キアゲンキットをもちいた環境DNAの抽出手順イラスト
Illustration of the extraction procedure of environmental DNA using the Qiagen kit
マニュアル記載のキアゲン抽出手順のイメージ

次の動画も同時にご参照下さい。
なお、この手順のベースとなる反応については「技術情報の記事」をご覧頂けると覚えやすいと思います。

注)動画では学会マニュアルに従い、手順1でPro-KとBuffer-ALを最初に混ぜていますが、キアゲンのマニュアルではこの混ぜ方は避けるようにと書いています。従って気になる方はBuffer-ALは最後に入れてください。ただし私が行った実験ではどちらでも変わりませんでした。

4.その他情報

 キアゲン社のDneasy Blood and Tissue kitを使用した抽出方法でも、測定対象により使用する試薬を変えるように取説には書いています。例えばkitの中にBuffer-ATLという試薬も入っており、細胞組織から抽出する場合にはこちらを使うことを推奨しています。

 環境DNAのほとんどは細胞ではなくミトコンドリアとして浮遊しているDNAを測定しているようなので、Buffer-ALを使用することを学会のマニュアルで定めているものと理解しています。ただ場合によってはBuffer-ATLを使用した方が抽出効率が良くなったり、またもっと別の方法の方で抽出効率が良くなる可能性もあります。

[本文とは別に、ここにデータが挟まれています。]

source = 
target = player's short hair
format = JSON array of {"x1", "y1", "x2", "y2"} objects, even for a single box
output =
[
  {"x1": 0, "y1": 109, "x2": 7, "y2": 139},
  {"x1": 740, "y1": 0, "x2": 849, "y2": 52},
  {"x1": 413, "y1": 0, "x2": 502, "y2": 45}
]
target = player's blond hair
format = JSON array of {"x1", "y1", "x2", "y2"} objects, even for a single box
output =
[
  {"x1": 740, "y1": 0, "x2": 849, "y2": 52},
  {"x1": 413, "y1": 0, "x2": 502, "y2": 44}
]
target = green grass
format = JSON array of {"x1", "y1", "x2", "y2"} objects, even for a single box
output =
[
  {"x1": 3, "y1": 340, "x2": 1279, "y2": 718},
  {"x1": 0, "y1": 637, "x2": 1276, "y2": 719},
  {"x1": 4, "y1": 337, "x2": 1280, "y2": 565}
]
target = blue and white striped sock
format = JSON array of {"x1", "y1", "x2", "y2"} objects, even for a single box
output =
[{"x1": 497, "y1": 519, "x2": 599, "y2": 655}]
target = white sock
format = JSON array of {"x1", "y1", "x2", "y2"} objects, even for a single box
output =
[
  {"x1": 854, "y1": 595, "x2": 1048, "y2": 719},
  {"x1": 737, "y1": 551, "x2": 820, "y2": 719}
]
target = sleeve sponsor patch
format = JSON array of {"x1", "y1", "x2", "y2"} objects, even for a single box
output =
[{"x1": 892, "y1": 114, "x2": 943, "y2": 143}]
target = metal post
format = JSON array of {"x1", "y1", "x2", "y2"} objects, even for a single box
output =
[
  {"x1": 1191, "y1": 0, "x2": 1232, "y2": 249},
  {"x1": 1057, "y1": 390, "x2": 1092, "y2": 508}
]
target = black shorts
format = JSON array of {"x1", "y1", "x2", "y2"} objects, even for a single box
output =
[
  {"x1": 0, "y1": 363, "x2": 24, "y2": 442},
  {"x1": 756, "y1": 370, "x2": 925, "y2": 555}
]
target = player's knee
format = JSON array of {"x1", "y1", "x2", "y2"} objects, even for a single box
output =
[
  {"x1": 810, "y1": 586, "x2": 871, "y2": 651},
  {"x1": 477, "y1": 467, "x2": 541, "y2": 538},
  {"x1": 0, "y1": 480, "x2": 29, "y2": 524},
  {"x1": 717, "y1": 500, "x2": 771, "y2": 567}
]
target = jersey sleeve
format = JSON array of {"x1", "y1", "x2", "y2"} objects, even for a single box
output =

 この方法より簡単な簡易(HS)法も環境DNAの抽出に使用できます。これは手順が少なく慣れれば5分以内で抽出でき、感度も劣らないという結果が出ています。
 一方でこの抽出法(学会マニュアルに準じた方法)では環境水中の不純物によって抽出効率がかなり変化することも分かってきております。これを認識したうえで使用する必要があります。

2022.6月 追記
上に書いたBuffer-ATLを使用すると学会のマニュアルの方法(ここで書いているBuffer-ALを使用する方法)よりも抽出効率が高く且つ安定していることが分かったと論文に記載されています。特に夾雑物が含まれている場合、マニュアルに従った方法ではかなり効率が落ちることがあるようです。私自身これ以外の同様のデータをいくつも持っており、常にATLの方法が同等以上の効率を示しています。それ故個人的には今後ATLを使った方法をお勧めします。手順は論文に詳しく書いていますのでご覧ください。
更に追記;ATLを使用した実験結果や手順を別投稿でupしました。